С Денисом она познакомилась в своей компании. Кто-то его привел. Работал он на киностудии, Женя сначала даже не очень поняла кем. Взрослый, довольно красивый, небрежный, с хорошей фигурой, уверенный в себе мужик. Женя помнила, что он играл на гитаре, смеялся, что-то рассказывал. Они в тот вечер много пили. Сколько выпил Денис она даже затруднилась бы сказать: литра два вина. Глаза его налились, покраснели, гитару он давно отложил, но продолжал пытаться быть центром компании. Слушать его стало трудно, речь казалась бессвязной, он повторял одно и тоже по многу раз, сам смеялся своим шуткам, пошел танцевать, хотя ноги едва его держали. Ребята стали ему говорить, чтобы он пошел прилег, что они его через несколько часов разбудят, но он все куражился, вот именно «куражился», другого слова не подберешь. Женя никогда не видела сильно пьяных людей. Гости к ним не ходили, отец практически дома не пил, да и друзья отличались умеренностью. Денис явно перебрал.

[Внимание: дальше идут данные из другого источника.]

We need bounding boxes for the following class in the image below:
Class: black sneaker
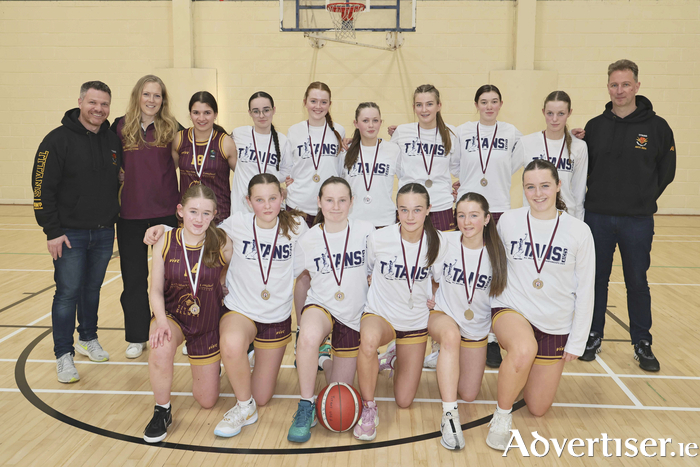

Он вдруг засобирался домой, хотя было еще не как уж поздно. Женя помнила, что она вышла на кухню поставить чайник, наливала в него воду, повернувшись к раковине, и почувствовала, что сильные руки обняли ее сзади. Денис был гораздо ее выше, нависал на ее плечи всем телом, потом прижал к плите, и стал целовать, прямо в губы, грубо к ним присасываясь, и дыша на Женю винным запахом. Руки его сжали ее грудь, потом опустились вниз, и стали поднимать кофту. Глаза Дениса были закрыты, язык заплетался, но он говорил «Я тебя сразу заметил… ты, моя евреечка, ты моя жаркая… Я таких люблю». Жене никто до этого не напоминал об еврействе, но никто так не целовал и не обнимал. «Я сейчас поеду домой. Такси вызвал… Поедем со мной! Поедем!». Женя прекрасно поняла, зачем он ее звал, что с ней произойдет. Ее затрясло, руки стали холодными, щеки горячими, под мышками вспотело. Секунду поколебавшись, она кивнула. Дениса шатало, он стал подавать ей дубленку, а сам не мог попасть в рукава своей куртки. Когда Женя надевала в передней сапоги, подруга отозвала ее в сторону и тихо сказала: «Не езжай с ним никуда. Мы его не знаем. Да, посмотри, он совсем пьяный, Жень». Женя улыбнулась и они с Денисом вышли на морозную улицу, где их ждало такси.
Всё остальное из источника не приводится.